SHANGHAI - Chrysler (China) Automobile Sales Co Ltd will pay up to 31.7 million yuan after an antitrust fine was issued by the Shanghai pricing bureau.
According to the bureau’s anti-monopoly probe, Chrysler had signed a distribution agreement with car dealers between 2012 and 2014, in which it required dealers to keep “the manufacturer’s recommended prices”. It even punished dealers which sold cars lower than the recommended prices by freezing or delaying its supply.
In addition to the fine, the bureau also announced on Thursday that three of its car dealerships in Shanghai will also receive antitrust tickets with a combined value of 2.14 million yuan.
The three car dealers signed an agreement in April to establish unified prices for car maintenance, spare parts and paint jobs for Chrysler, Jeep and Dodge automobiles.
The monopoly practices by Chrysler and the three dealers have violated legitimate rights and interests of consumers and other companies, the bureau said. The fines were given in line with China’s Anti-Monopoly Law.
The fine to Chrysler equals 3 percent of its annual revenue for involved products, the bureau added.
Sources said Chrysler has made rectification in the sales, refunded dealers which have suffered losses from its mandatory pricing, and opened the distribution channel for its spare parts.

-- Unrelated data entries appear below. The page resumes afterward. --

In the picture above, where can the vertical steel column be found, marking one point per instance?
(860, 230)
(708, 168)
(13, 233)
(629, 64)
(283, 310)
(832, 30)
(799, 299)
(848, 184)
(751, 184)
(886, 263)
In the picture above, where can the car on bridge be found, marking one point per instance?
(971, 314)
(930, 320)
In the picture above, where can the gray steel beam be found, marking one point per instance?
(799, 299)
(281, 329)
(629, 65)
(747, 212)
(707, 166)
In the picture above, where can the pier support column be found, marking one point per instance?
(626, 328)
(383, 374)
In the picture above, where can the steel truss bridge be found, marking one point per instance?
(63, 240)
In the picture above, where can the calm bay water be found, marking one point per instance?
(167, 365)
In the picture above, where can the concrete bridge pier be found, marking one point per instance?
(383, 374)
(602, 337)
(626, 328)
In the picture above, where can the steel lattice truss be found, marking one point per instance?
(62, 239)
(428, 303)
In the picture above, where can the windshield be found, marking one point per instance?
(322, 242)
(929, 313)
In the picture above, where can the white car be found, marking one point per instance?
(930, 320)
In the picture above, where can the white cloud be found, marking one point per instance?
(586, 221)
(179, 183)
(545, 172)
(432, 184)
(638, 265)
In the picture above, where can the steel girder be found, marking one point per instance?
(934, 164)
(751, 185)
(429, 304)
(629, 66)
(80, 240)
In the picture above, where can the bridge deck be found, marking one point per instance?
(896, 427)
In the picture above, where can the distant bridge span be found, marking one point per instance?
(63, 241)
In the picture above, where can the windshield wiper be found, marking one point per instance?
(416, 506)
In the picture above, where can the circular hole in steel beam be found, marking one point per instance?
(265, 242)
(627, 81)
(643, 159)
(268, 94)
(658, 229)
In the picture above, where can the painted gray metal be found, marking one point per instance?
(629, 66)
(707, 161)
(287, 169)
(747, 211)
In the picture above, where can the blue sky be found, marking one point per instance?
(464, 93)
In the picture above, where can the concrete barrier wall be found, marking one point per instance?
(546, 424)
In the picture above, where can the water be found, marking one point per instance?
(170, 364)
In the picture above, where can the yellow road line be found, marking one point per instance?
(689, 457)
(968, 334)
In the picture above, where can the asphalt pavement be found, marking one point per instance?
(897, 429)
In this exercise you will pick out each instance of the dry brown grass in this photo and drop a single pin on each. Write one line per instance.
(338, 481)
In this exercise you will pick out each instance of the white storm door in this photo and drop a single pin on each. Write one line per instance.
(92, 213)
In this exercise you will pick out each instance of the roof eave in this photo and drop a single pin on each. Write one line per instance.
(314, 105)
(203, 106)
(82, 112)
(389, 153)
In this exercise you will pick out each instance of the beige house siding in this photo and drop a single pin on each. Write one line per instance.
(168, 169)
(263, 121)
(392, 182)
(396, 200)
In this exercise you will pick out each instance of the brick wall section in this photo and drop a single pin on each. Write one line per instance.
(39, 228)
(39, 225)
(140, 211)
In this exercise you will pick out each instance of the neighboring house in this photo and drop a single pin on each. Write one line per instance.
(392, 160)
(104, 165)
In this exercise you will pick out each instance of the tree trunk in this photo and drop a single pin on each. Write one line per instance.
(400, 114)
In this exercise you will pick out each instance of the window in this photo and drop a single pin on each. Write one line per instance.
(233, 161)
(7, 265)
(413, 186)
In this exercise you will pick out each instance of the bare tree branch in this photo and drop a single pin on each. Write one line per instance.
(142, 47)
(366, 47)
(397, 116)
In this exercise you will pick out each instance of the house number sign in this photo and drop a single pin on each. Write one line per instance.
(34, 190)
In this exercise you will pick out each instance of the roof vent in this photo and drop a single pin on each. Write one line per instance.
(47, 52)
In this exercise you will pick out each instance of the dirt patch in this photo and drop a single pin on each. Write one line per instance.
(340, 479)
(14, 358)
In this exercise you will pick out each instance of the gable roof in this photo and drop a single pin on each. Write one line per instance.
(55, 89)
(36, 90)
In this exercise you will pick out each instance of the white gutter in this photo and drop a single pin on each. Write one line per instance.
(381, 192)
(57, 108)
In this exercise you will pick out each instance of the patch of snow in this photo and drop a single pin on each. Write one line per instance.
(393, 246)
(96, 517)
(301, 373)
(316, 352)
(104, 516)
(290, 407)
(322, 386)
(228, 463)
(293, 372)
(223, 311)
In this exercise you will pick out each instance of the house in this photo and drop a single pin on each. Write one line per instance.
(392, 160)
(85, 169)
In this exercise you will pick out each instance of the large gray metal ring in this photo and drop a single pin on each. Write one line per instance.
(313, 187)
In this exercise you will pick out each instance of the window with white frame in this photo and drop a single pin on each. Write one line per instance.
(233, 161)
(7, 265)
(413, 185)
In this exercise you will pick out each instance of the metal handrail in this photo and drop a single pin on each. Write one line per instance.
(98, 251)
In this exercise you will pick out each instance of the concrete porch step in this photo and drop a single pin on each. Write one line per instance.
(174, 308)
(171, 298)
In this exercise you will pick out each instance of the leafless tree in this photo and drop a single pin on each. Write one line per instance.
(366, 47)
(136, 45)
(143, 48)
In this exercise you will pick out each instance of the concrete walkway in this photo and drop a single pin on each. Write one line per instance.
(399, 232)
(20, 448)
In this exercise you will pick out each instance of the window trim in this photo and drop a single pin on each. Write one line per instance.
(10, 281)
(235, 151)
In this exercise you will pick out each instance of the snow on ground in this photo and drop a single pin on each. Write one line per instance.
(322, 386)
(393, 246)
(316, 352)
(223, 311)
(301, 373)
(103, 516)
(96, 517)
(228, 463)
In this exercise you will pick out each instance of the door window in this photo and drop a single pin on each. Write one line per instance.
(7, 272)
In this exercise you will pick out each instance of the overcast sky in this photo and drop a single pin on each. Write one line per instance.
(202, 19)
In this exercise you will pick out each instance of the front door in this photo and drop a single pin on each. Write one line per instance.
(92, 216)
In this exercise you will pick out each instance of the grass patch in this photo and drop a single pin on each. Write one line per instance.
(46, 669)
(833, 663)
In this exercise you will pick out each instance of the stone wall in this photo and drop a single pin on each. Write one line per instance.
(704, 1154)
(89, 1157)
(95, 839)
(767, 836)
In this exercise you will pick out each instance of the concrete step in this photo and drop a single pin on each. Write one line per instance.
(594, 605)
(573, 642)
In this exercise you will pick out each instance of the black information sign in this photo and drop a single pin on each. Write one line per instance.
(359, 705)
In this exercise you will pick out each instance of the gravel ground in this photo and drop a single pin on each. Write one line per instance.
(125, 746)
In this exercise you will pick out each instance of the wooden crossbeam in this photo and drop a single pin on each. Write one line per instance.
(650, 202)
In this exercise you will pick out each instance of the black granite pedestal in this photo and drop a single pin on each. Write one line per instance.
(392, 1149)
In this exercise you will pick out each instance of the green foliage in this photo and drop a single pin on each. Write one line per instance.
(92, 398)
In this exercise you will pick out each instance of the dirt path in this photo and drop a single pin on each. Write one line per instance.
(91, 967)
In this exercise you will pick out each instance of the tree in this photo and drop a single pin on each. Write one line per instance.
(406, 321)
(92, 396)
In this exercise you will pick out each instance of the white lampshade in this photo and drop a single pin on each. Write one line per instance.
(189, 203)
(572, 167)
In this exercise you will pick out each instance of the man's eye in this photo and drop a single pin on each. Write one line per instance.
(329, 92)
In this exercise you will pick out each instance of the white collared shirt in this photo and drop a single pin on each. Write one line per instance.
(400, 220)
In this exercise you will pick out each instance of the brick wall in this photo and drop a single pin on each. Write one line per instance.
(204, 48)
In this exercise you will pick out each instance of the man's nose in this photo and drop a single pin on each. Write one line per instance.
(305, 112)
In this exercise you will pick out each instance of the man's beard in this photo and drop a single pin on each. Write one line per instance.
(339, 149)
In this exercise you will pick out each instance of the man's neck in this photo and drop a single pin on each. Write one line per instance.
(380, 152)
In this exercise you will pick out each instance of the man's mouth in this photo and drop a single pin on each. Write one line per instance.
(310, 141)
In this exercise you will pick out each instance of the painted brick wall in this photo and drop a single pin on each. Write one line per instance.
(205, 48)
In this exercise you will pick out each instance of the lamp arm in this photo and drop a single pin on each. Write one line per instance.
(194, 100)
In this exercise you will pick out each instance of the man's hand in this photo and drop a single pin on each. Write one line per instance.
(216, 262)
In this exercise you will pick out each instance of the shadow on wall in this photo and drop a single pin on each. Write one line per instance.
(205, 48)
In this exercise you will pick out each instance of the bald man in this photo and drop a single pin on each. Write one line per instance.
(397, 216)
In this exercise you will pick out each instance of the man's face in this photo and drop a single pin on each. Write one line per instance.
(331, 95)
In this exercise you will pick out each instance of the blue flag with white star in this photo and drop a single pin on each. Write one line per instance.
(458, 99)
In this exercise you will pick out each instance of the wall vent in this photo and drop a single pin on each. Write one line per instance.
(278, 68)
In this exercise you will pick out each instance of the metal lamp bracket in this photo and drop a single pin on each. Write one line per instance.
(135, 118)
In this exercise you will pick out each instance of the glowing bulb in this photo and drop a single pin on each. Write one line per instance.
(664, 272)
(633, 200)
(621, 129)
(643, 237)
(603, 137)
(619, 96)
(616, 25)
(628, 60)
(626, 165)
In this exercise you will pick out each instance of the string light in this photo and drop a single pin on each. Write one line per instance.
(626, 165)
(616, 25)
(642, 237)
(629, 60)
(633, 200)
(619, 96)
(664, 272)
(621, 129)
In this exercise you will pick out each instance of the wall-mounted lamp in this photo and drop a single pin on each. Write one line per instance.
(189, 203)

Chinese regulators have reinforced anti-monopoly enforcement on the luxury car market, where automobiles and spare parts can cost significantly more in China than in other countries.
Chinese Premier Li Keqiang on Tuesday spoke out against the perception that China is targeting foreign firms with its recent campaign of antitrust probes.
Speaking at the New Leaders’ Meeting of the World Economic Forum in Tianjin, Li told business people and entrepreneurs that only 10 percent of all such probes have examined the practices of foreign firms in China.